Ces allégations portaient notamment sur de supposés abus dans l’exercice de leurs fonctions ainsi que sur des comportements jugés incompatibles avec leurs responsabilités. Toutefois, il convient de rappeler que ces accusations relèvent des dénonciations faites par leurs détracteurs et qu’elles n’ont pas nécessairement fait l’objet de décisions judiciaires définitives établissant leur responsabilité.
En juillet 2025, un mouvement de contestation populaire avait conduit à une forte tension dans la ville de Kenge, poussant les deux magistrats à quitter temporairement leur poste.

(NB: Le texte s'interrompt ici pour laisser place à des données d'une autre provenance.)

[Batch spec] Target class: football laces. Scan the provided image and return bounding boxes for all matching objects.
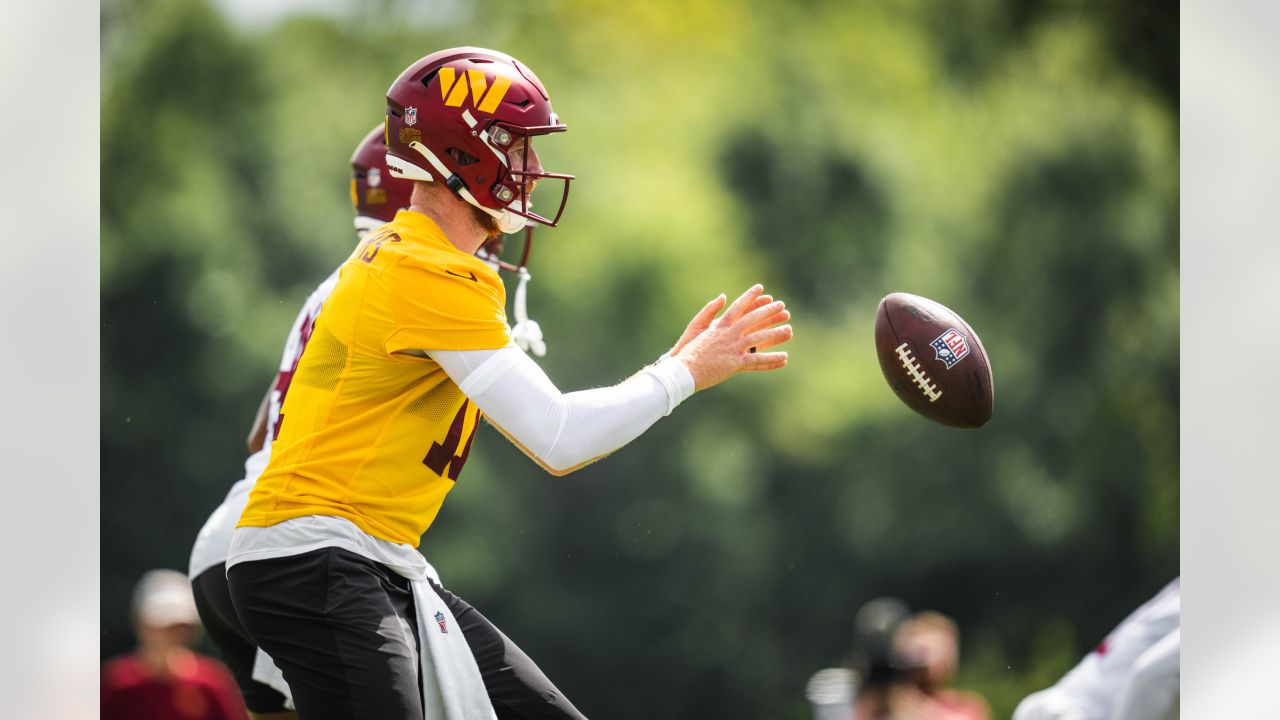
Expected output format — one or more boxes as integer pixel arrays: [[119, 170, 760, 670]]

Entre interrogations et attentes
L’éventualité de leur retour suscite aujourd’hui diverses interrogations au sein de la population. Certains habitants estiment que cette décision risque de raviver des tensions encore présentes, tandis que d’autres appellent au respect des procédures administratives et judiciaires en vigueur.
Dans ce contexte, plusieurs observateurs plaident pour l’apaisement et le dialogue afin d’éviter toute escalade et de garantir le maintien de l’ordre public. Les autorités compétentes sont également attendues sur leur capacité à gérer cette situation avec sérénité et dans le respect de l’État de droit.
Alors que les spéculations se multiplient, l’attention reste désormais tournée vers les prochaines décisions administratives et les réactions qu’elles pourraient susciter au sein de la population de Kenge.